Professor, HDFS and Pediatrics
- Cultural structuring of human development
- Parents’ cultural belief systems and parenting
- Cognitive, affective, social, and language development in early childhood
- Developmental-Behavioral pediatrics in cultural context
Informed by training in social anthropology, child development, and public health, my scholarly interests focus on how culture shapes the environmentsof children’s health and development, and relatedly, how we as researchers can contribute to policies and programs to support children and families in diverse contexts. I am especially interested in “parental ethnotheories,” meaning how parents in their own cultural milieux think about themselves as parents, about their families, and about their children, their goals for children’s development, and (by extension) the practices they use in pursuit of these goals. I have carried out research in many different parts of the world, including Sub-Saharan Africa, Asia, Western Europe, and the United States – much of it in collaboration with an international team of researchers.
My desire to "make a difference" in the world led me to serve for a year as a Jefferson Science Fellow, posted at the U.S. Agency for International Development (USAID), where I gained first-hand knowledge of how international assistance programs are developed, implemented, and evaluated.

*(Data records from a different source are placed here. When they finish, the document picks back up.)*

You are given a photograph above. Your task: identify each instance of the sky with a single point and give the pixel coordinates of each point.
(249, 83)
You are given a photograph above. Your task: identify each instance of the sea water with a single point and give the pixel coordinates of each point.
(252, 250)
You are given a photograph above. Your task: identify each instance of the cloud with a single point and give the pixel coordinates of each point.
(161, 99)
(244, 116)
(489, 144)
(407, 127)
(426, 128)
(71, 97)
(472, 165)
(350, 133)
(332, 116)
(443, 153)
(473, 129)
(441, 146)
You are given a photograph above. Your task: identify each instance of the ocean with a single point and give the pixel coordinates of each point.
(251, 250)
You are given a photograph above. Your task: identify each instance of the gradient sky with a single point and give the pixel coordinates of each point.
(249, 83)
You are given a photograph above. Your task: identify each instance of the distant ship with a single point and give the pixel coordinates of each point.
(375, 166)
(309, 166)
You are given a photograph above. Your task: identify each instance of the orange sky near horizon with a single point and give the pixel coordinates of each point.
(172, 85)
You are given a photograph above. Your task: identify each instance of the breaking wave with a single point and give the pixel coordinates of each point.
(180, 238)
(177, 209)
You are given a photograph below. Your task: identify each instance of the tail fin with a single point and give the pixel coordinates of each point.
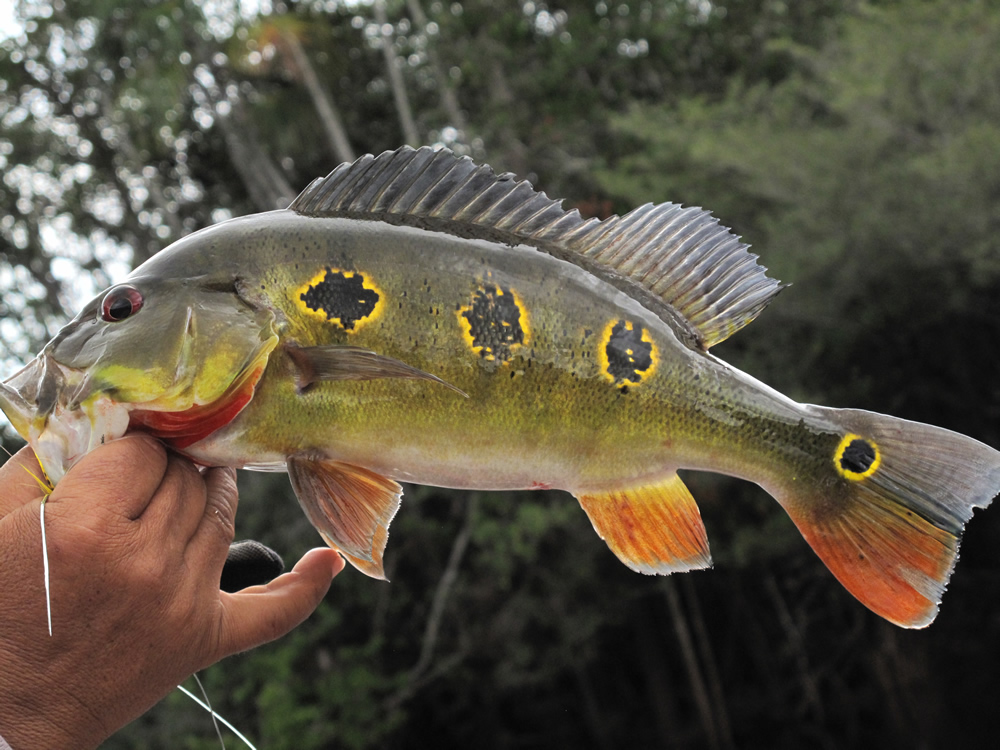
(889, 519)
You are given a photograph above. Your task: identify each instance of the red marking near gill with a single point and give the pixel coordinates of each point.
(180, 429)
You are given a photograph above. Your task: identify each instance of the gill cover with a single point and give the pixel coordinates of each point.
(178, 356)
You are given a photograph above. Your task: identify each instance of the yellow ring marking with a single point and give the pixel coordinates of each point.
(838, 455)
(465, 324)
(321, 314)
(605, 364)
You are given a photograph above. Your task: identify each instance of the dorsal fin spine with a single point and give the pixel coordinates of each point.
(678, 262)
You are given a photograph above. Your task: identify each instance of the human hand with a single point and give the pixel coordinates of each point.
(136, 543)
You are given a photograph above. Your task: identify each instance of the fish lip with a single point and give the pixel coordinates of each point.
(59, 411)
(29, 396)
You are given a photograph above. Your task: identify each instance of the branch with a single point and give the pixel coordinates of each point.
(329, 117)
(410, 134)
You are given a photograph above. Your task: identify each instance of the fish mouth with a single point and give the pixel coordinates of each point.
(60, 413)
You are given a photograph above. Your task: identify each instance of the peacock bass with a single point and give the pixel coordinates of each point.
(416, 317)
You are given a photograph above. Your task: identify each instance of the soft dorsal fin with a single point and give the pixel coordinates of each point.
(678, 262)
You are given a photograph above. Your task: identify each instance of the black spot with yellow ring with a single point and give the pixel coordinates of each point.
(494, 322)
(856, 458)
(626, 356)
(340, 296)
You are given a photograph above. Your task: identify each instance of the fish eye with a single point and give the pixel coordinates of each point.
(120, 303)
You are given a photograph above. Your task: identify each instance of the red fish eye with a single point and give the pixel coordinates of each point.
(120, 303)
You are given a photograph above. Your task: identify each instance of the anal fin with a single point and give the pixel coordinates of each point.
(652, 528)
(349, 505)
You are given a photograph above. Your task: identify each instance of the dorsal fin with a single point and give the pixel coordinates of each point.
(678, 262)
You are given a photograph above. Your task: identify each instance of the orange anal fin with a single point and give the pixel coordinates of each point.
(893, 560)
(349, 505)
(653, 528)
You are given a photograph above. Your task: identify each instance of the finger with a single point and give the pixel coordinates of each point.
(122, 474)
(178, 504)
(210, 542)
(262, 613)
(21, 479)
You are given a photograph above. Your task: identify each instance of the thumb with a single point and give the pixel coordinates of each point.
(262, 613)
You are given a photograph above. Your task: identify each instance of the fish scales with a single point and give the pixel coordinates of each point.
(547, 415)
(416, 317)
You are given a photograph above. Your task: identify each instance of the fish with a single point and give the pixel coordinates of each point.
(417, 317)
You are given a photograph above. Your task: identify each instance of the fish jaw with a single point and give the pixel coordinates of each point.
(43, 403)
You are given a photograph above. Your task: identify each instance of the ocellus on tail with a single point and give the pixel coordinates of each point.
(416, 317)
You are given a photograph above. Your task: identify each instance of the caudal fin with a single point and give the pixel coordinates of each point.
(889, 519)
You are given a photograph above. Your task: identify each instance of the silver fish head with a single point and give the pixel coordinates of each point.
(164, 354)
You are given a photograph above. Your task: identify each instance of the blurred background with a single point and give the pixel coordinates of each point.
(855, 145)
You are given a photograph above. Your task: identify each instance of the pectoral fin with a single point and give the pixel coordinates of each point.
(350, 506)
(319, 363)
(652, 528)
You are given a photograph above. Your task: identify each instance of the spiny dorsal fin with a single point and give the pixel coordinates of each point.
(678, 262)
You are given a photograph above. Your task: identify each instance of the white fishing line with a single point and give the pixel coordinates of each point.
(215, 716)
(45, 567)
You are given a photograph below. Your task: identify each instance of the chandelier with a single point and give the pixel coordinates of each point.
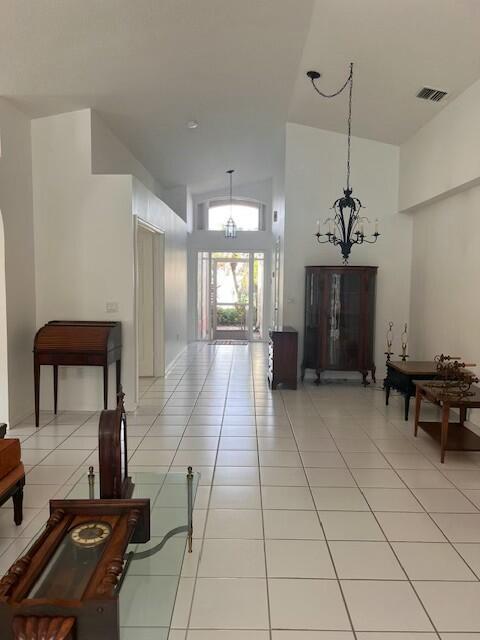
(230, 227)
(346, 226)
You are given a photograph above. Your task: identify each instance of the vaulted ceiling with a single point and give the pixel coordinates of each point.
(150, 66)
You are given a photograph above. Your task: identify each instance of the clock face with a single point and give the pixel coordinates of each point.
(90, 534)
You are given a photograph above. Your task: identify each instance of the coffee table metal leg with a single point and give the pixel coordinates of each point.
(190, 508)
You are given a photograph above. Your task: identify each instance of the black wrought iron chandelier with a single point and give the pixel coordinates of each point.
(230, 226)
(346, 227)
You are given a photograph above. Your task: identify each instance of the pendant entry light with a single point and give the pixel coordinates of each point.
(230, 227)
(346, 227)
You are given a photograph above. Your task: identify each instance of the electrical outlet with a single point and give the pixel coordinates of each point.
(111, 307)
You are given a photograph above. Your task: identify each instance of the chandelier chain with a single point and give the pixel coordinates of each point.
(349, 124)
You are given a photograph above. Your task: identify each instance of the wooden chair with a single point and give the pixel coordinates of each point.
(12, 474)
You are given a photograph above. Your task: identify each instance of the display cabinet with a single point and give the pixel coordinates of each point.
(339, 320)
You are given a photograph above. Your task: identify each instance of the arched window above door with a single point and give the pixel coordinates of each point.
(248, 215)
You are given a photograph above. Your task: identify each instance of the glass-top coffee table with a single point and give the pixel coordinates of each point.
(149, 588)
(149, 581)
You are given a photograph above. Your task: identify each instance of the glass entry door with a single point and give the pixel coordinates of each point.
(233, 307)
(231, 293)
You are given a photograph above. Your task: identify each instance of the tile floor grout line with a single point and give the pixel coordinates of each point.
(337, 579)
(393, 550)
(200, 553)
(260, 485)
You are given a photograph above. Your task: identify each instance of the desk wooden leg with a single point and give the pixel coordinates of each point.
(444, 435)
(36, 383)
(55, 388)
(105, 386)
(418, 404)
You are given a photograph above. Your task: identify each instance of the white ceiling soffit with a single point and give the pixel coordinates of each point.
(150, 66)
(398, 47)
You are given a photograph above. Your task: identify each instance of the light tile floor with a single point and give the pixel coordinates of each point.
(319, 515)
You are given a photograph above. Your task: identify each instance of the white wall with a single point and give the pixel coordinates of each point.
(152, 210)
(314, 179)
(17, 214)
(111, 156)
(84, 246)
(440, 178)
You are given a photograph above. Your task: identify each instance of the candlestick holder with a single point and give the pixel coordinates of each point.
(404, 339)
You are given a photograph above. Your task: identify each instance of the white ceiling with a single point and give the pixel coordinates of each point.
(398, 47)
(149, 66)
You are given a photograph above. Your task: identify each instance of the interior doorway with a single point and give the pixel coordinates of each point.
(230, 295)
(150, 297)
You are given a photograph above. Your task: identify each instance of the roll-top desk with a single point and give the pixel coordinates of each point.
(76, 343)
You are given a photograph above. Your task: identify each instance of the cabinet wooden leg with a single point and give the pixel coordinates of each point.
(444, 434)
(407, 406)
(418, 404)
(105, 386)
(55, 388)
(18, 505)
(36, 377)
(119, 375)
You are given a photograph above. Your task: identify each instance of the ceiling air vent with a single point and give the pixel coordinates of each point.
(435, 95)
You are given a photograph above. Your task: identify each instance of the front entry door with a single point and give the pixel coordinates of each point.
(231, 299)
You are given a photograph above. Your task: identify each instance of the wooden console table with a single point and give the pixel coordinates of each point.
(459, 437)
(400, 376)
(76, 343)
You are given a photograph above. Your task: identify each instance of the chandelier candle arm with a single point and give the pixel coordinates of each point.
(347, 220)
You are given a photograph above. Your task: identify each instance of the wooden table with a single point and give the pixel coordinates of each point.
(400, 376)
(77, 343)
(459, 437)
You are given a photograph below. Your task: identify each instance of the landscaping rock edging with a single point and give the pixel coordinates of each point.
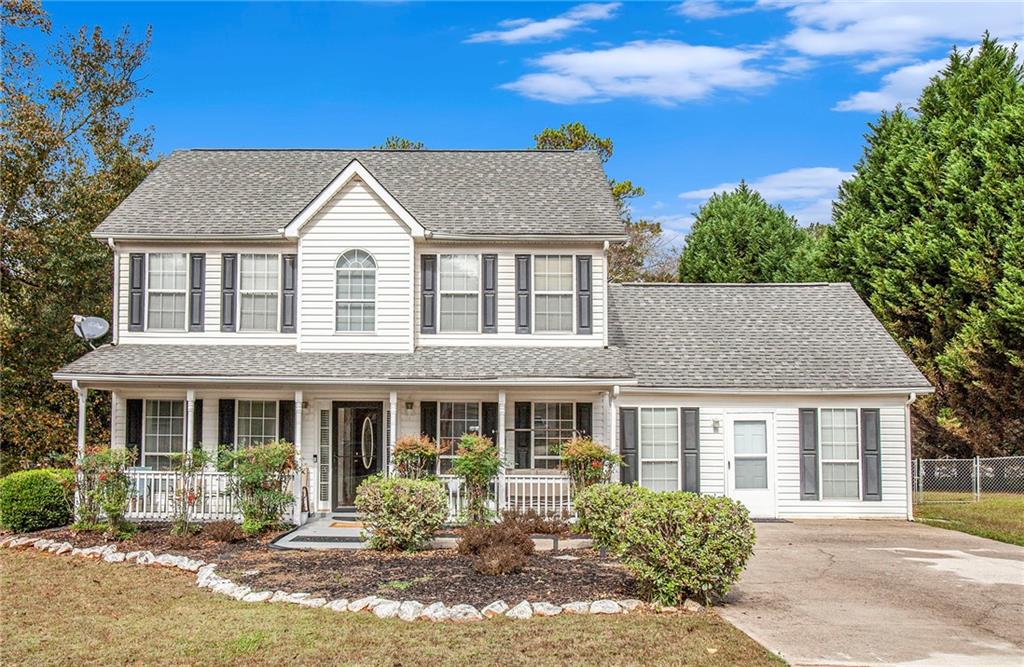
(381, 608)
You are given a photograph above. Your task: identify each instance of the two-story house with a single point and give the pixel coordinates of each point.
(340, 299)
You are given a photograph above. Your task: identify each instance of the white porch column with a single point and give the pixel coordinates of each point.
(392, 429)
(189, 420)
(297, 507)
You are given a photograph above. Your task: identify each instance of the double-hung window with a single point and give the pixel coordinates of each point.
(258, 285)
(553, 293)
(840, 454)
(163, 433)
(553, 424)
(166, 286)
(355, 292)
(256, 422)
(659, 448)
(460, 293)
(454, 420)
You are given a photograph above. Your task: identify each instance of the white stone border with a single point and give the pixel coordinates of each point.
(379, 607)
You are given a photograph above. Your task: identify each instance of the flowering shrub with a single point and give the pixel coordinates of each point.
(260, 481)
(477, 462)
(400, 513)
(415, 456)
(587, 462)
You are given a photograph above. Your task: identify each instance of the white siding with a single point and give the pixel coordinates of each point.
(506, 296)
(355, 218)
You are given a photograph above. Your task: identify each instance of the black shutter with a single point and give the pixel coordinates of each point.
(198, 424)
(870, 453)
(522, 283)
(489, 293)
(628, 445)
(808, 454)
(428, 294)
(133, 427)
(585, 295)
(523, 414)
(488, 421)
(136, 291)
(428, 418)
(691, 449)
(197, 291)
(288, 293)
(228, 291)
(585, 419)
(286, 420)
(225, 424)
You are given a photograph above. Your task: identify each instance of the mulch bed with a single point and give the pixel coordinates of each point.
(425, 576)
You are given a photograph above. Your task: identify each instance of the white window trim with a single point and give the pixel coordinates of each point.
(479, 427)
(441, 292)
(679, 445)
(276, 417)
(184, 432)
(571, 293)
(375, 301)
(238, 307)
(532, 432)
(148, 290)
(821, 461)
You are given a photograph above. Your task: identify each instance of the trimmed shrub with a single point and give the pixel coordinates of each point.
(400, 513)
(681, 545)
(497, 548)
(599, 508)
(32, 500)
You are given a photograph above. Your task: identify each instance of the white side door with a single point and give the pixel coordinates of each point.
(751, 462)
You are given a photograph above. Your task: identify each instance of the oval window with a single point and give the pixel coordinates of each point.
(367, 444)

I have also served on several federal review panels and consulted for the World Health Organization (WHO), Fisher-Price, and Sesame Workshop. Closer to home, I have participated in the evaluation of a federally funded program to train home visitors. As a teacher, my goal is always to support students at all levels to reach their own goals.
My current projects include writing articles and books based on several research projects, especially the International Study of Parents, Children, and Schools (funded by the Spencer Foundation) and the International Baby Study (funded by NIH). As Director of the CHHD, I advise on faculty seed grants, as well as working with graduate students’ research projects for the CHHD Graduate Certificate Program.
Recent CHHD-related publications
Harkness, S., & Super, C. M. (Eds.) (2000). Cross-cultural research on parents: Applications to the care and education of children. New Directions for Child and Adolescent Development, #170.
Harkness, S., & Super, C. M. (2000). Why understanding culture is essential for supporting children and families. Applied Developmental Science, 1-12. doi: 10.1080/10888691.2020.1789354
Harkness, S., & Super (in press 2020). Culture and human development: Where did it go? And where is it going? New Directions for Child and Adolescent Development.